14.11.13

Forms of business organisation: limited companies


Limited company is divided into a private limited company and a public limited company. These companies are having limited liability due to have separate legal identity. Sole trader and partnership have unlimited liability. Private limited company and public limited company both sell shares to people. 

Private limited company sells shares to families, friends and relatives. In UK private limited company is abbreviated as ltd. or limited. For an example Virgin Air ltd. means that this company is formed as private limited company. Some advantages of this company are shareholders who have limited liability, the business has ability to expand its business due to additional capital from selling shares and the business can hire expert people to improve business’ performances also.
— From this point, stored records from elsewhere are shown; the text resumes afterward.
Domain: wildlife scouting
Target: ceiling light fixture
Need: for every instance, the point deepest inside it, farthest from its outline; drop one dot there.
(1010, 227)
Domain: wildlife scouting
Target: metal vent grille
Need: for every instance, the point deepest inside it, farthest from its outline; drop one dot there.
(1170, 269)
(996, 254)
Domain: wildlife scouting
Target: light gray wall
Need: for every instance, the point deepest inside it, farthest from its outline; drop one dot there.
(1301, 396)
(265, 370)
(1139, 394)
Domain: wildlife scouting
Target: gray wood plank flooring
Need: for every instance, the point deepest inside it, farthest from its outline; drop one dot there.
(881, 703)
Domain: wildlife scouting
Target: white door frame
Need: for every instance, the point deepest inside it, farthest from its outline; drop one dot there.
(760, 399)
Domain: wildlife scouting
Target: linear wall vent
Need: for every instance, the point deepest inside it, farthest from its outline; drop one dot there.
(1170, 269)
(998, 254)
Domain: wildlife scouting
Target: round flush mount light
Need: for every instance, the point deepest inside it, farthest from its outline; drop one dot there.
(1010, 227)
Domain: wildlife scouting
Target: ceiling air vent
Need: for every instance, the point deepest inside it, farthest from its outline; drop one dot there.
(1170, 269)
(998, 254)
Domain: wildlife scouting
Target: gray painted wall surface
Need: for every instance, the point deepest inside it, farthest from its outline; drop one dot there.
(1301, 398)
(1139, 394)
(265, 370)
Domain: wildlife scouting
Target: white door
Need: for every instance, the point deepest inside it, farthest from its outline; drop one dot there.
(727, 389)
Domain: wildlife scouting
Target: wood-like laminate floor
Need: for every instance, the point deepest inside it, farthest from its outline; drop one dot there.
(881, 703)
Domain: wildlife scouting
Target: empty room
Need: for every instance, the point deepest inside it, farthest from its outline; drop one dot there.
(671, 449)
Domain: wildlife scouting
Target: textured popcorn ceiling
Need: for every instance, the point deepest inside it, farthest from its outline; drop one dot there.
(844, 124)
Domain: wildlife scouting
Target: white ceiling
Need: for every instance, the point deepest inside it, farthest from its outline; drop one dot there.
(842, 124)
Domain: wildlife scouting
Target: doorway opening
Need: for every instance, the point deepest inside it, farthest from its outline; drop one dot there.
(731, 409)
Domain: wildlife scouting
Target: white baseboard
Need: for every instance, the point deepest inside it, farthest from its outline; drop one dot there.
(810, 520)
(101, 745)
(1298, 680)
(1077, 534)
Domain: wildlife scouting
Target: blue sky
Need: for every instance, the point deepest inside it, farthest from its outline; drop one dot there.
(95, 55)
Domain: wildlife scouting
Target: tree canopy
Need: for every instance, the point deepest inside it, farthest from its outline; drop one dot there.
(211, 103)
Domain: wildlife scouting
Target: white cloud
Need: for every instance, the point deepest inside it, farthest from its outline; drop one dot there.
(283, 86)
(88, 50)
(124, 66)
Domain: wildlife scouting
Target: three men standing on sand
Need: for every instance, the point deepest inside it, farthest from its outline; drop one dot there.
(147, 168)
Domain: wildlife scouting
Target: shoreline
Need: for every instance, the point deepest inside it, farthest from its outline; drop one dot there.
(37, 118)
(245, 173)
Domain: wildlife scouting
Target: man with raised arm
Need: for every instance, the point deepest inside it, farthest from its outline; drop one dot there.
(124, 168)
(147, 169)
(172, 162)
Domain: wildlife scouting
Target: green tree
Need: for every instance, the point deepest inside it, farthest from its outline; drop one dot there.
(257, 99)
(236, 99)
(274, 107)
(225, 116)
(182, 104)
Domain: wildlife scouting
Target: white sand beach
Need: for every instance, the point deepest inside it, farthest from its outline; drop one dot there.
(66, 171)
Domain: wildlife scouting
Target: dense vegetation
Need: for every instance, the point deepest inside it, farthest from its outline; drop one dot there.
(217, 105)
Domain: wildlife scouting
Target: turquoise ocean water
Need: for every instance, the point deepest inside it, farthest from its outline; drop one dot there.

Private limited company has some drawbacks that are shareholders need to get agreement from other shareholders if they want to sell their shares, business needs to fulfil many legal requirement needed, business might face disagreement among shareholders and business’ profits are distributed among shareholders.

Public limited company is business when it sells shares to general public by listing in National Stock Exchange. In UK its abbreviation is plc. There are some advantages from this business such as shareholders that have limited liability, additional capital to expand the business, shareholders can easily sell their shares to public and more transparency needs to maintain shares price. Shareholders get dividend-right and opportunity to gain for selling price shares.

Public limited company also has some drawbacks such as shares’ price is sensitive to external issue rather than company’s performance, less secrecy due to company must report to general public for its financial statement, otherwise shareholders may lose their money of share price fluctuation.